You can see the bar is a bit rough around the edges in the photograph above since I did not have time to take a picture until after strike. The Art Deco design painted on the front was a great touch added by Natalie and her crew. As she also pointed out, despite all the climbing and dancing done on this bar, she never saw it sag or wobble.

A footlight

Art Deco Footlights

A footlight
A footlight

I recently finished up a number of footlights for a company called Punchdrunk for their upcoming New York production of Sleep No More. Their Boston production used traditional shell-shaped footlights; for this update, the stage had a giant art deco backdrop whose shape would be mirrored in the footlights.

They provided me with a full-scale drawing of the piece with all the angles already figured out. I traced the patterns onto sheets of aluminum. I kept the top edge along the factory edge of the aluminum sheets; with that edge being front and center, I wanted it to be the straightest and cleanest part of the footlight. The first light I cut out using my pair of tin snips. It gave me a clean edge but took forever. I cut the next one out on the bandsaw. It was a lot faster but was harder to keep nice-looking. I ended up using both of the tools to cut, with the bandsaw cutting out the rough shape and making the easy cuts, and the tin snips cleaning up the edges and cutting the trickier parts.

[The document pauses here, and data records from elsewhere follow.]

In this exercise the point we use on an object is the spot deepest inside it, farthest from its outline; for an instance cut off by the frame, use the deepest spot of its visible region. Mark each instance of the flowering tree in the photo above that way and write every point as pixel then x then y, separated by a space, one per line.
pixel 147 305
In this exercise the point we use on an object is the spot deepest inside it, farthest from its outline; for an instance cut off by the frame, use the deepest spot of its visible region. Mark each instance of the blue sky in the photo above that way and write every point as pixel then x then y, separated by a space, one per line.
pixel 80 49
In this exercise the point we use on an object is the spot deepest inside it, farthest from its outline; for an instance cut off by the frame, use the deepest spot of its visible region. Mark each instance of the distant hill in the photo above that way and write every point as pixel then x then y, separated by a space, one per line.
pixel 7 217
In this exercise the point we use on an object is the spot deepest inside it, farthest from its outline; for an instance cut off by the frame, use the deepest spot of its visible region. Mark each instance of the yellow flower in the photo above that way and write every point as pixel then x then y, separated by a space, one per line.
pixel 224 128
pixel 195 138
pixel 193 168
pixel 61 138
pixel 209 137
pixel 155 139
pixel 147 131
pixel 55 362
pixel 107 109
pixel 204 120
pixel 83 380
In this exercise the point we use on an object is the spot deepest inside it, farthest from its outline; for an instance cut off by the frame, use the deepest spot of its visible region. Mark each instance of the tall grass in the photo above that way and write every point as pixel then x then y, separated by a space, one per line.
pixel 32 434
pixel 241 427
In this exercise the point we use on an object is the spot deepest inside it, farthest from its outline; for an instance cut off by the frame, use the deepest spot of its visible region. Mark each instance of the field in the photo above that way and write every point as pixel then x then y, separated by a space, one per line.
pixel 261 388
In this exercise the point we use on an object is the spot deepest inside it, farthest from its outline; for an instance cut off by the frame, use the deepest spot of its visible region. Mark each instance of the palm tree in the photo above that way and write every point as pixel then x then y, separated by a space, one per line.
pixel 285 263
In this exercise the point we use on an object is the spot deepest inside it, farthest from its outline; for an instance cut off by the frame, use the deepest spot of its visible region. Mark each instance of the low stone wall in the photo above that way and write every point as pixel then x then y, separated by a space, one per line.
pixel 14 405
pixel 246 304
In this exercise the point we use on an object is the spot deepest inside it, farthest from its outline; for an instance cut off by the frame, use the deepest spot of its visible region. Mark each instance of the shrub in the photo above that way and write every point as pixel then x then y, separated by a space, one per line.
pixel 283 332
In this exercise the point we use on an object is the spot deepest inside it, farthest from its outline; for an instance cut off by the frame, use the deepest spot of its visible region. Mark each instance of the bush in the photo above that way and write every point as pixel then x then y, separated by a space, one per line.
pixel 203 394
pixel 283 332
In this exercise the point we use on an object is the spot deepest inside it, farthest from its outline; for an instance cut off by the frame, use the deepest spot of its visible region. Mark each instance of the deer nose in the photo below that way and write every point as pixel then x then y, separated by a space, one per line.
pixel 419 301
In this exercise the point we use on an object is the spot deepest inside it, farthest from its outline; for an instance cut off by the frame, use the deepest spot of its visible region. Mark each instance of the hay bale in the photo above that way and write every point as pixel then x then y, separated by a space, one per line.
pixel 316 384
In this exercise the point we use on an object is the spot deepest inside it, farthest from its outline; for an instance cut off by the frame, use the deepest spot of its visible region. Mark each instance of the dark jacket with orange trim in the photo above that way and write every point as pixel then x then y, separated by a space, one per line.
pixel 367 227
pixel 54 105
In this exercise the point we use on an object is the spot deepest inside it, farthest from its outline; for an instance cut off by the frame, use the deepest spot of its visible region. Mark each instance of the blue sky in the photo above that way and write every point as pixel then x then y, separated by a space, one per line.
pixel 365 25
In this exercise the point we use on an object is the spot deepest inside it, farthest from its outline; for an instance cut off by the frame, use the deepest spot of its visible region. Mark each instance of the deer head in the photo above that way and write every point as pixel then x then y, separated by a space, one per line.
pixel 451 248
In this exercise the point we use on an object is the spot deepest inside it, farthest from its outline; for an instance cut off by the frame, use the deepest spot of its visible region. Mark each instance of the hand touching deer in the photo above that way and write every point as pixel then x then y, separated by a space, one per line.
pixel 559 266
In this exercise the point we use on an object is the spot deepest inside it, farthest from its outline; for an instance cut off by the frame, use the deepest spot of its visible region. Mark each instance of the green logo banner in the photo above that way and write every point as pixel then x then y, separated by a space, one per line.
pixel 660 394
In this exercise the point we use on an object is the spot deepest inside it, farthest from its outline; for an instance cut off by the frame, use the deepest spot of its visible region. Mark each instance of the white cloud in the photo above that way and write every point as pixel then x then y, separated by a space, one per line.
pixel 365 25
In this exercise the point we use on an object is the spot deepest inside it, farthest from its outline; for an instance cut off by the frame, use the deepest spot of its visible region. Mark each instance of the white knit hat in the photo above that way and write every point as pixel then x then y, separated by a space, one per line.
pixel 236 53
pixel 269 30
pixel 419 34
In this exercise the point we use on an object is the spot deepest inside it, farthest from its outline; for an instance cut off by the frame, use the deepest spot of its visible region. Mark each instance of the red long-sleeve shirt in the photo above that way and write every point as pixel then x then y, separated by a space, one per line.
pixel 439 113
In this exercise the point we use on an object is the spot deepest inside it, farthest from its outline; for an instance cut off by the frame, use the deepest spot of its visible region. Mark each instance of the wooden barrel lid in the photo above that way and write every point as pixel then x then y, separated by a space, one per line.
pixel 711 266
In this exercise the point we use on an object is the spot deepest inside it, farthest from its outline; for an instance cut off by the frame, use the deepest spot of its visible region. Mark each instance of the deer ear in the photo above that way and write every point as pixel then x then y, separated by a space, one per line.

Once cut, the edges needed a lot of sanding and deburring to get them nice and straight and not razor-sharp. I polished them to get them a little shinier as well.

Tracing the template
Tracing the template

I was now ready to begin making the bends. I’ve bent sheet metal before using a hammer and some clamps, but I needed a much cleaner and more precise way to make these bends, especially since I was producing sixteen identical footlights. I needed a sheet metal brake. Not having one, I decided to make my own. I looked at a number of tutorials and plans online, and found Dave’s Sheet Metal Bending Brake to be the clearest and most useful description; he’s just a working-class guy trying to build an airplane.

The next two photos show the brake making a fold. First, I had made a mark on a piece of scrap metal and lined it up in the brake to make a bend; this showed me where to line up the marks on the brake in order to place the fold where I needed it to go. Once I was confident with the workings of the brake, it was just a matter of making all 128 folds, one at a time.

Metal in the brake
Metal in the brake
Making the fold
Making the fold

I cut and attached MDF bases to the lights to give them a way to attach to the stage, and for the birdie lights to attach to them as well.

Attaching the bases
Attaching the bases

I then put masking tape along the borders of each panel. This quarter-inch area was to remain metallic while the rest was painted gloss black.

Taping the paintlines
Taping the paintlines

With the masking in place, all that was left to do was a couple of light coats of gloss black spray paint to build up a nice shiny and even surface.